Près d’une centaine de journalistes nicaraguayens, contraints à l’exil en 2022

Au total, 93 journalistes se sont exilés au Nicaragua en 2022, soit un total de 178 reporters qui ont quitté le pays depuis 2018, lorsque des manifestations ont éclaté contre le président Daniel Ortega, selon un rapport de voix du sudun réseau régional d’organisations de la société civile qui surveille la situation de la liberté de la presse dans la région.
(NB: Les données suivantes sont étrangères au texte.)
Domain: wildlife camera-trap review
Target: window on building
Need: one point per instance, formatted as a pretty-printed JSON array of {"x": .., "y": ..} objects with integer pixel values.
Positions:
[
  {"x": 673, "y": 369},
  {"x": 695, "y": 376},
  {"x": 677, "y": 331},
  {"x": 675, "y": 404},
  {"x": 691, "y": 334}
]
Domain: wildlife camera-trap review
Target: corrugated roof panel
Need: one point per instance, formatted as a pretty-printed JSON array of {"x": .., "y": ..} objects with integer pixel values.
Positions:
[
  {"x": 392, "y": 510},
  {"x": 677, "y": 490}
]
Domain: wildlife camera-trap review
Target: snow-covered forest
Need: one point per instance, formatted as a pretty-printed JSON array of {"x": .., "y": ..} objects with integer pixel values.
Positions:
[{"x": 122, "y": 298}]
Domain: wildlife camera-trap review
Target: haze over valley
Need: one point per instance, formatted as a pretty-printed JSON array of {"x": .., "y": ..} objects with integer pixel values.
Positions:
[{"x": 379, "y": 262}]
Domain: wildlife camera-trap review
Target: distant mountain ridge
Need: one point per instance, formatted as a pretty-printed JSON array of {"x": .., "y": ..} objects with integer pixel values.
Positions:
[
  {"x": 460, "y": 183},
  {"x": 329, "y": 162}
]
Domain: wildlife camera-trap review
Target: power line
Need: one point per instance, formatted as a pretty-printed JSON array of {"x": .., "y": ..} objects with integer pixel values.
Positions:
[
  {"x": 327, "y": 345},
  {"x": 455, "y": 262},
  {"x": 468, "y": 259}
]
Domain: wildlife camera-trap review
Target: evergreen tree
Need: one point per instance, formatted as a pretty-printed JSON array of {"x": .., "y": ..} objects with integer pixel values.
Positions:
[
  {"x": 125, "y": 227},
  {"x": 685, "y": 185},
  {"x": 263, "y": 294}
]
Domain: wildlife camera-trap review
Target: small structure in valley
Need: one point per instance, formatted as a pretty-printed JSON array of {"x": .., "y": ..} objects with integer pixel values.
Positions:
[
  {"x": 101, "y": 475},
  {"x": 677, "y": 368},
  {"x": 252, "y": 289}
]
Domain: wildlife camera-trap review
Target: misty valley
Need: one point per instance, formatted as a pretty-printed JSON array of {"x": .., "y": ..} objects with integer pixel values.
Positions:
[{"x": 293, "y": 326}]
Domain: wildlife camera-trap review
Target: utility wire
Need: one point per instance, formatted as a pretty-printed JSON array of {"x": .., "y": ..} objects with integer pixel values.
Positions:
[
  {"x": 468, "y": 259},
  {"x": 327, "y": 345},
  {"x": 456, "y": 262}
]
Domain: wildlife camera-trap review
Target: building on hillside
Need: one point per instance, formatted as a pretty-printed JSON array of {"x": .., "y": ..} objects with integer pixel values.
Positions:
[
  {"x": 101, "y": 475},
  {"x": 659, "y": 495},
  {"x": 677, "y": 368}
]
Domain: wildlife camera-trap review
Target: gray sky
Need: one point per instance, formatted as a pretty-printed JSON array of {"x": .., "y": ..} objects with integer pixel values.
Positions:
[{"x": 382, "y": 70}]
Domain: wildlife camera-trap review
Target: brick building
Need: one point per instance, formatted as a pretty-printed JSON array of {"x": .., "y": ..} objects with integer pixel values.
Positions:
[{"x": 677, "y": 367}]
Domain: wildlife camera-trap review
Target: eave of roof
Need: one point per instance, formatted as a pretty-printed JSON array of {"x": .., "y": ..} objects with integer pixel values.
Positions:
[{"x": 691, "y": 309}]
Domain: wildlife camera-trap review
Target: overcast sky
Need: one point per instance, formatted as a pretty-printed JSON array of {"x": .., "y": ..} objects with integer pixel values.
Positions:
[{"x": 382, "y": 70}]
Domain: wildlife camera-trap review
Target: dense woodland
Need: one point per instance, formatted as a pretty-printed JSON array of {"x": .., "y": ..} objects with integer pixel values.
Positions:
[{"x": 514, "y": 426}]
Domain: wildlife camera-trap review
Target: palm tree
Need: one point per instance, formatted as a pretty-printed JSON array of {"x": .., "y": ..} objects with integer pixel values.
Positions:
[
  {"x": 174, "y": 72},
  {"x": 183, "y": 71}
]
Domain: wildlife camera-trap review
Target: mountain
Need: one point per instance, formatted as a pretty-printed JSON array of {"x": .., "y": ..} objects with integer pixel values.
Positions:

Le rapport détaille que les journalistes ont été accueillis par des pays comme le Costa Rica, les États-Unis et l’Espagne, d’où nombre d’entre eux continuent de mener à bien leur travail d’information.

De même, il explique qu’au moins 4 journalistes nicaraguayens ont été empêchés de rentrer dans leur pays, dont la journaliste Tifani Roberts, du réseau Univisión, et Luis Felipe Palacios, de l’agence de presse EFE.

L’organisation dénonce qu’en 2022 il y a eu 703 cas d’atteintes à la liberté de la presse, mais elle indique avoir eu connaissance de bien d’autres cas, qui n’ont pas été documentés à la demande des victimes.

« Nous regrettons profondément la situation de peur que le gouvernement de Daniel Ortega a propagée contre les journalistes et leurs familles… nous exhortons l’État à respecter l’exercice du journalisme indépendant », a déclaré Voces del Sur.

Le gouvernement du président Daniel Ortega n’a pas répondu à une demande de commentaire du sur les dénonciations d’atteintes à la liberté de la presse, la vice-présidente nicaraguayenne Rosario Murillo a cependant qualifié les journalistes critiques de sa gestion de « putschistes et menteurs ».

Ortega, qui est revenu au pouvoir en 2007, a maintenu une persécution féroce contre la presse indépendante depuis 2018, lorsque des milliers de Nicaraguayens sont descendus dans la rue pour rejeter le gouvernement.

Plusieurs médias ont été fermés dans le pays d’Amérique centrale, comme le journal La Prensa, le plus ancien, ainsi que 100% Noticias et Confidencial, dirigé par le journaliste Carlos Fernando Chamorro.